Inside the House, an hour or so after the small crowd had discovered better things to do with their morning, the elected honorable gentlemen and ladies—our ostensible alter egos—solemnly prayed to the Almighty God; observed minutes of fidgety silence in deference to recently expired colleagues; got down to business as usual, by which I mean to say, customary monkey business: heckling one another like caged hyenas; carrying on as if the Speaker’s chair were unoccupied; naked demonstrations of egregious etiquette; slanderous declarations tossed across the table . . . almost none of it remotely relatable to the day’s debate—comme d’habitude!
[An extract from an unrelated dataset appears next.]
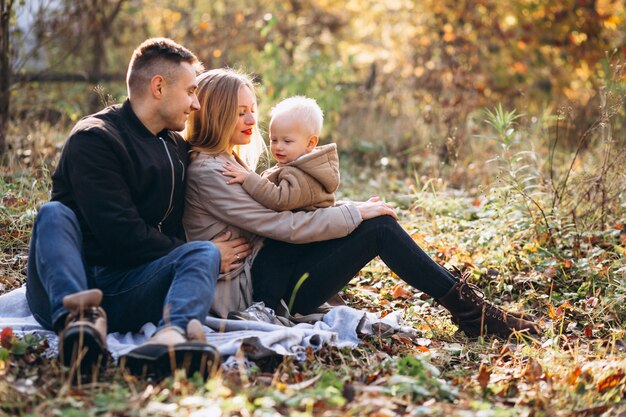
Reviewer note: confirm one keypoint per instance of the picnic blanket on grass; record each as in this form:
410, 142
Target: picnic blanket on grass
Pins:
340, 327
And then it was the turn of Mr. Alva Baptiste. In the time of the last Kenny Anthony administration he had been the minister of foreign affairs. His contributions to House debates always attracted public attention, if for diverse reasons. Referencing his oratorical skills, I once had compared him favorably with George Odlum. It was not to be the first time I proved fallible. Shortly before the 2016 general elections he announced (admittedly with that certain glint in his eye that said more than his words ever could) that “Allen Chastanet will become prime minister of Saint Lucia over my dead body!”
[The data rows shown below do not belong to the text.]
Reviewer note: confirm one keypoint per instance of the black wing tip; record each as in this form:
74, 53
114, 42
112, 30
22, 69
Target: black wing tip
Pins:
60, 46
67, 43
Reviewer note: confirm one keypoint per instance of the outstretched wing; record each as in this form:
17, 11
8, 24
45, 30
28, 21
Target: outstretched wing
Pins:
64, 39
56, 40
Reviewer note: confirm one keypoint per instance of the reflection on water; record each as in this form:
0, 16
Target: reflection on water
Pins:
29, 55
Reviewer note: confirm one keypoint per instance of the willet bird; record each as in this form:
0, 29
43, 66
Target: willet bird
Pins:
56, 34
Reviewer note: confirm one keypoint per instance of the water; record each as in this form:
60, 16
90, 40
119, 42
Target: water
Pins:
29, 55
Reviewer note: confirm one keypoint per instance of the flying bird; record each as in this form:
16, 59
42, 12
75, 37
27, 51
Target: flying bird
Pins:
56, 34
The line earned him much flak from the expected quarters but I couldn’t help wondering whether Baptiste was understood as he hoped to be understood. Did he mean to say the United Workers Party leader would achieve his goal only after Baptiste was deceased? Or did the Laborie representative suggest there was no limit to what he would do to deny Chastanet his dream?
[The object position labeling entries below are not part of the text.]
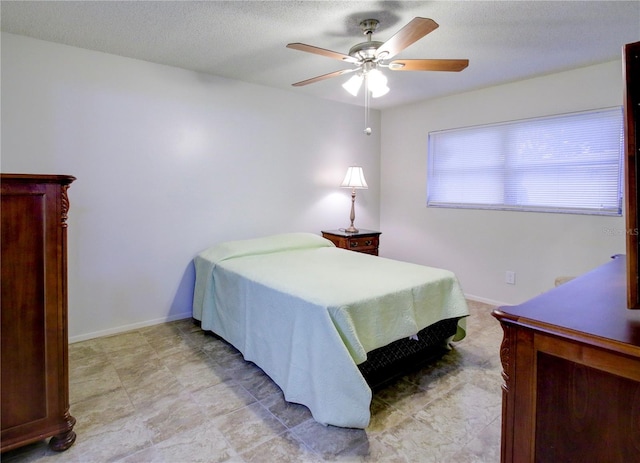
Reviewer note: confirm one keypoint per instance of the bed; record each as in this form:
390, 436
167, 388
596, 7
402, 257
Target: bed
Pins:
313, 316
Not much later, a telling smile accompanying that earlier mentioned sly mongoose look in his eye, this was how Baptiste accounted for his entertainment allowance. “People talk but they don’t realize alcohol is the lubricant of diplomatic intercourse!” While the Speaker kept her St. Theresa eyes focused on some papers on her desk, the Laborie MP’s worldlier enablers whooped and hollered in vociferous acknowledgement of his wit.
On his last outing he returned to his favorite weapons of mass distraction: words—both long and short. In the process of painting an unflattering picture of the man who had made it into the prime minister’s chair two years ago without loss of a fingernail, let alone life, the soi-disant president of an imagined Laborie said: “They could not advance anything to substantiate what they were saying. Can you imagine, in the process of coming into office, they have called us neegahs, they have called us dogs, they have called us terrorists . . .”
Earlier Speakers might quickly have interrupted the MP on at least two counts: 1) Uttering on near sacred ground the raw and deeply offensive version of the N-word; 2) introducing demeaning hearsay to a debate among gentlemen and ladies of high honor and integrity. When he did intervene to advise that the MPs not use “such strong words,” the MP for Laborie countered in typical fashion. He insisted the words complained of were not his own, he had simply quoted unidentified representatives of the prime minister’s party. In all events, he observed, “the point has been made.” It would be up to Hansard readers to discover the point he referred to. Following another Speaker intervention, the Laborie representative said he did not wish to appear stubborn and disrespectful and “re-cal-sit-er-ant.” The loudest squeal of appreciation emanated from the European lips of the Vieux Fort south MP, himself famous for his own solecisms, whether or not influenced by lubricants of diplomatic intercourse.
Last month’s House session closed with more promises that the declared election-time “war on the Chastanets” will continue. Hopefully with no dead bodies!